"How to Build an Internal AI Assistant With RAG (2026)"
An internal assistant that answers from your company’s own docs is the highest-ROI AI project for most teams. This guide walks through building one with RAG — the practical version, not a research paper.
Steps#
1. Collect and clean your sources#
Gather the documents the assistant should know: wikis, policies, product docs, past tickets. Remove duplicates and outdated files — garbage in, garbage out. Keep a single source of truth so answers stay current.
2. Chunk and embed#
Split documents into sensible chunks (by heading or ~300–800 tokens) and store them as embeddings in a vector database. Good chunking (keeping related content together) matters more than most people expect.
3. Build the retrieval step#
On each question, embed it, retrieve the top relevant chunks, and consider re-ranking for quality. Retrieval quality is the #1 driver of good answers — invest here before swapping models.
4. Generate with citations#
Feed retrieved chunks to the LLM with an instruction to answer only from the context and cite sources. Citations build trust and make wrong answers easy to spot and fix.
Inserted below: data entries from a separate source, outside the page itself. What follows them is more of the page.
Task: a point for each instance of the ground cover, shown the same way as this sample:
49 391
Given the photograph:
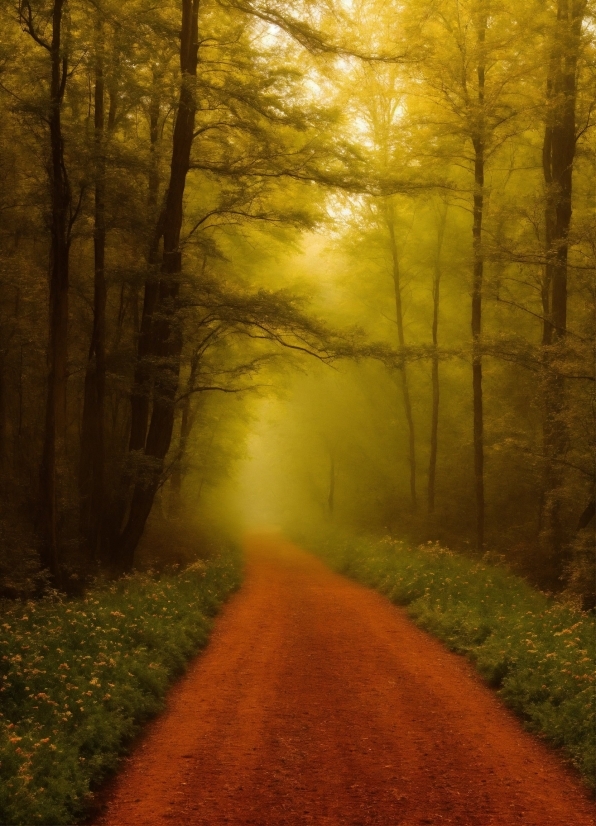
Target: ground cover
78 677
538 653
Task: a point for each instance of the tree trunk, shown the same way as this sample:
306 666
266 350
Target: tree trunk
478 142
57 354
165 338
434 427
331 496
186 423
140 397
91 475
557 160
403 369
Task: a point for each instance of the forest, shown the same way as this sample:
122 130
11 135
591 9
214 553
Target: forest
353 239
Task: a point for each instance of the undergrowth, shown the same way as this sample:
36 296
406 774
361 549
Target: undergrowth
78 677
538 653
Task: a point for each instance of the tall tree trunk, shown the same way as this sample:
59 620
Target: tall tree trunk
186 422
165 339
140 397
478 141
91 474
331 496
434 426
401 340
61 225
557 159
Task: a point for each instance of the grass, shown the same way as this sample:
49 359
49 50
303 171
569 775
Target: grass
539 654
78 677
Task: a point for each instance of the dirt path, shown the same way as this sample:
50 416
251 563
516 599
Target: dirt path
318 702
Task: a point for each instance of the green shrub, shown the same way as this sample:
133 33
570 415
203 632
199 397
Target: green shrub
78 677
538 653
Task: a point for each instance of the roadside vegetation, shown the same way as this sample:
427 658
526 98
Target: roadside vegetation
537 652
78 677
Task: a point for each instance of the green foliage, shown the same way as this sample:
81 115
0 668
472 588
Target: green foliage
78 677
538 653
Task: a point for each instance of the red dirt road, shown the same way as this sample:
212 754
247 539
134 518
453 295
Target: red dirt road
318 702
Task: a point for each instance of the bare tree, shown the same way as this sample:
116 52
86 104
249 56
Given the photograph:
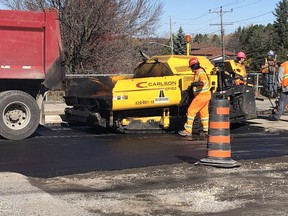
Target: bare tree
99 34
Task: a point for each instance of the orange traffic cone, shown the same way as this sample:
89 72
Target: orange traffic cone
218 145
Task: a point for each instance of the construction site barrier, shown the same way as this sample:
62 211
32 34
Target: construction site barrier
218 143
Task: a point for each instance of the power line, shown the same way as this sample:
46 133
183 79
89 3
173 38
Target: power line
254 17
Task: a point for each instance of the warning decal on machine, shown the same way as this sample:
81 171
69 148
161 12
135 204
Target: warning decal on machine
161 98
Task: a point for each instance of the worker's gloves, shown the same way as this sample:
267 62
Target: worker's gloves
196 84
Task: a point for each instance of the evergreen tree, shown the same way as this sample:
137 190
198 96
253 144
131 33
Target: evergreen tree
179 43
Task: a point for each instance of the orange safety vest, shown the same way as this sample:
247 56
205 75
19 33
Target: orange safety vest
285 75
205 87
240 69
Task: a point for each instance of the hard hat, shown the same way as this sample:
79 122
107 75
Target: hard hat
270 53
193 61
241 55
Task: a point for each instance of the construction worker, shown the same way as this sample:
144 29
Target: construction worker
200 102
282 80
240 74
269 72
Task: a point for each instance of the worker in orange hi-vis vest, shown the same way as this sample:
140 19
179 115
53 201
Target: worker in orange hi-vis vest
282 79
200 102
240 74
269 73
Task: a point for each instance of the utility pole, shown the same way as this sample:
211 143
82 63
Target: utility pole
171 37
221 13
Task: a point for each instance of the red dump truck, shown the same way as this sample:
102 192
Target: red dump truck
30 64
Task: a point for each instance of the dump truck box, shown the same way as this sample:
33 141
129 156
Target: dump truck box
30 64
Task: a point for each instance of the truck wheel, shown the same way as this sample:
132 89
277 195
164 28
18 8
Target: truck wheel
19 115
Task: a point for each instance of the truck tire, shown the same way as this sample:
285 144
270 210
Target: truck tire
19 115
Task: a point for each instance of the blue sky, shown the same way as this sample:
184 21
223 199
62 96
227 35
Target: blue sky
194 16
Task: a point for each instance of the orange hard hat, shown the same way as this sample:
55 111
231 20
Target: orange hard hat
193 61
241 55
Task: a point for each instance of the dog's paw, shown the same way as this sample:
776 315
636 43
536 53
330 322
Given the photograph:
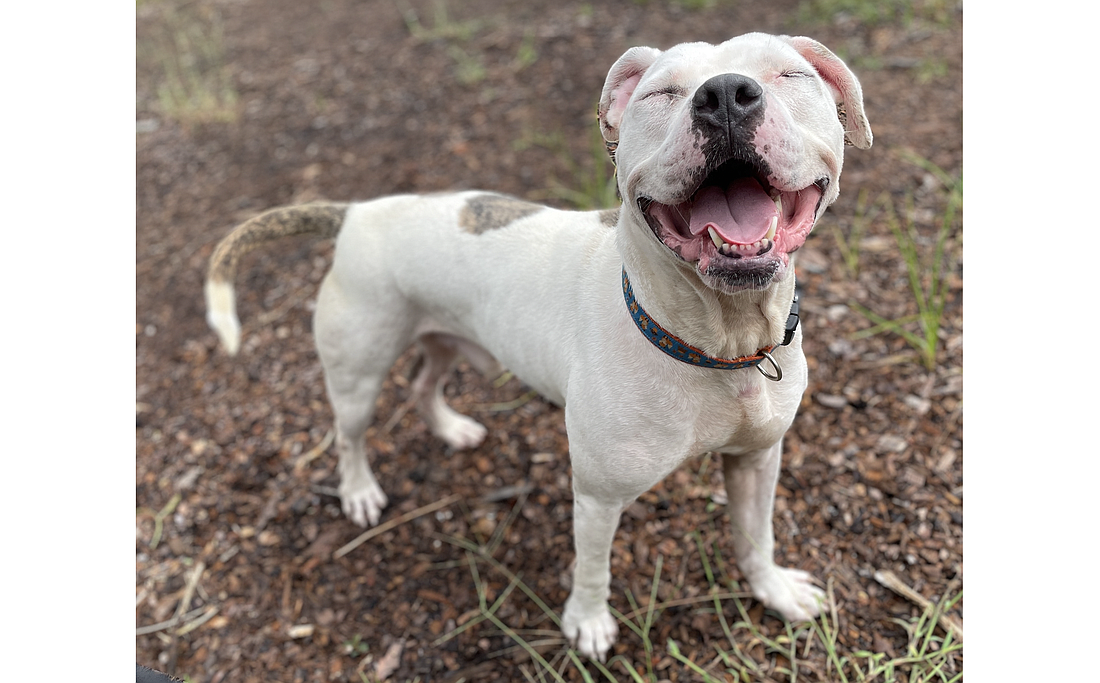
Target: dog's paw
790 592
459 431
363 503
592 636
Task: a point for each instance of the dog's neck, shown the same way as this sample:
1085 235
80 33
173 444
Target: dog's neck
722 325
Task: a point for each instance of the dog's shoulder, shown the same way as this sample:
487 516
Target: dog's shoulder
484 211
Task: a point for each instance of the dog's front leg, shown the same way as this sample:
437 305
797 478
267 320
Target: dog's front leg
750 483
586 621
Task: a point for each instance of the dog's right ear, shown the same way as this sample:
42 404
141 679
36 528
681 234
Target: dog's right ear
619 86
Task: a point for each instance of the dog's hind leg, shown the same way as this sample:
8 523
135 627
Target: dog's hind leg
750 484
440 352
358 345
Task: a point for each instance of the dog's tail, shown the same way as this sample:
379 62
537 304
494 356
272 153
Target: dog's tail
322 219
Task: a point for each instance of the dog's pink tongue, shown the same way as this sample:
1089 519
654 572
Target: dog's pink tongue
740 215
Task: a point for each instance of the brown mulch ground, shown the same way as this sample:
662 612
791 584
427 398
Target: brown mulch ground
341 100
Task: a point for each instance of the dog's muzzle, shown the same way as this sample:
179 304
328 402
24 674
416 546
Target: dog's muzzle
726 110
733 222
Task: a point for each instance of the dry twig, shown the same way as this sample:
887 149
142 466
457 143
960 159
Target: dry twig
890 580
420 511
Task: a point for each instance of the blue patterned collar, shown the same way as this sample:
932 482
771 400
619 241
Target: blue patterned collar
685 353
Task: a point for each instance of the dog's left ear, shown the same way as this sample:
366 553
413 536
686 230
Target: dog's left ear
844 85
622 79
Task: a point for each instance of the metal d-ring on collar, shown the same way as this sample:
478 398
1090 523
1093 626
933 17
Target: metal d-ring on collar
685 353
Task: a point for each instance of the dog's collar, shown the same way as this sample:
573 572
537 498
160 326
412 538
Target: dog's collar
685 353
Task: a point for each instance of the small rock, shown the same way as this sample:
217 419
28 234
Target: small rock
892 443
831 400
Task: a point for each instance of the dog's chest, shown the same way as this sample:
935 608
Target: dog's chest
743 416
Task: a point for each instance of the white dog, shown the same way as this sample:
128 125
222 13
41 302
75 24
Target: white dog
661 327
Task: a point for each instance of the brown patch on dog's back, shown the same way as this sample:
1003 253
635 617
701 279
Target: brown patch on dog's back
491 211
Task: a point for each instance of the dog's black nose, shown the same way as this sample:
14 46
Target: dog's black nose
728 101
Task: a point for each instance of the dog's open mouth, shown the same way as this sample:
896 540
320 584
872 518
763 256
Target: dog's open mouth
736 220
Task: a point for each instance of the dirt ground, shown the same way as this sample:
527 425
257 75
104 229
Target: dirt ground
237 524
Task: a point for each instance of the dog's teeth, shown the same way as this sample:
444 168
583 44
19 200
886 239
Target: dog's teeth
714 238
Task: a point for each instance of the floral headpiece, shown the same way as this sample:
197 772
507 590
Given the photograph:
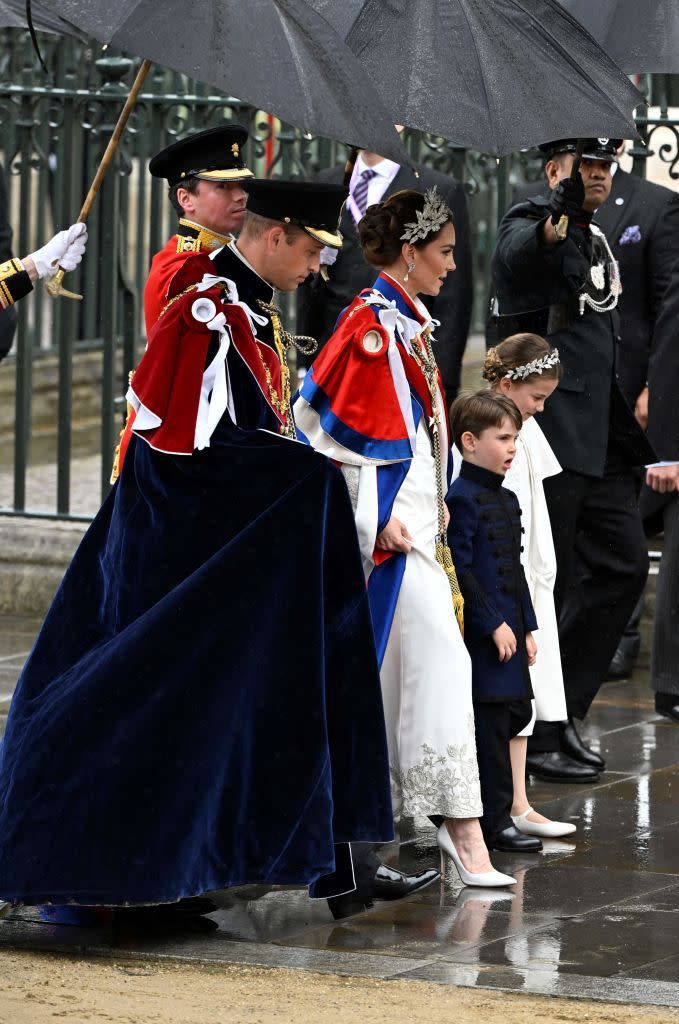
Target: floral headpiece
430 219
536 367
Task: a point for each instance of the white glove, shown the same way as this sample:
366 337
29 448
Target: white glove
65 250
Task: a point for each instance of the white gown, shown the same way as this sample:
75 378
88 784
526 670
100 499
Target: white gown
533 463
426 671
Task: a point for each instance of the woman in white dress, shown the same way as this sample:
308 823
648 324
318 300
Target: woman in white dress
526 369
373 401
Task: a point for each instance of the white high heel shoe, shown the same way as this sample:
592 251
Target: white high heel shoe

5. Evaluate, then ship with guardrails#
Create a test set of real questions and expected answers; measure accuracy before and after changes. In production, log queries, add a feedback button, restrict access to permitted docs, and keep a human path for hard cases.
Tips#
- Data quality and chunking beat fancy models
- Retrieval quality is the main lever — tune it first
- Always answer from context and cite sources
- Evaluate with a real test set and ship with logging + access controls
FAQ#
Q: Do I need to code this from scratch?
No — many platforms and frameworks (and even no-code tools) handle the RAG pipeline. Coding gives more control.
Q: Which model should I use?
Start with a strong general model; switch only if evals show a need. Retrieval usually matters more.
Q: How do I keep answers current?
Re-index when documents change and keep one source of truth so stale content doesn’t leak in.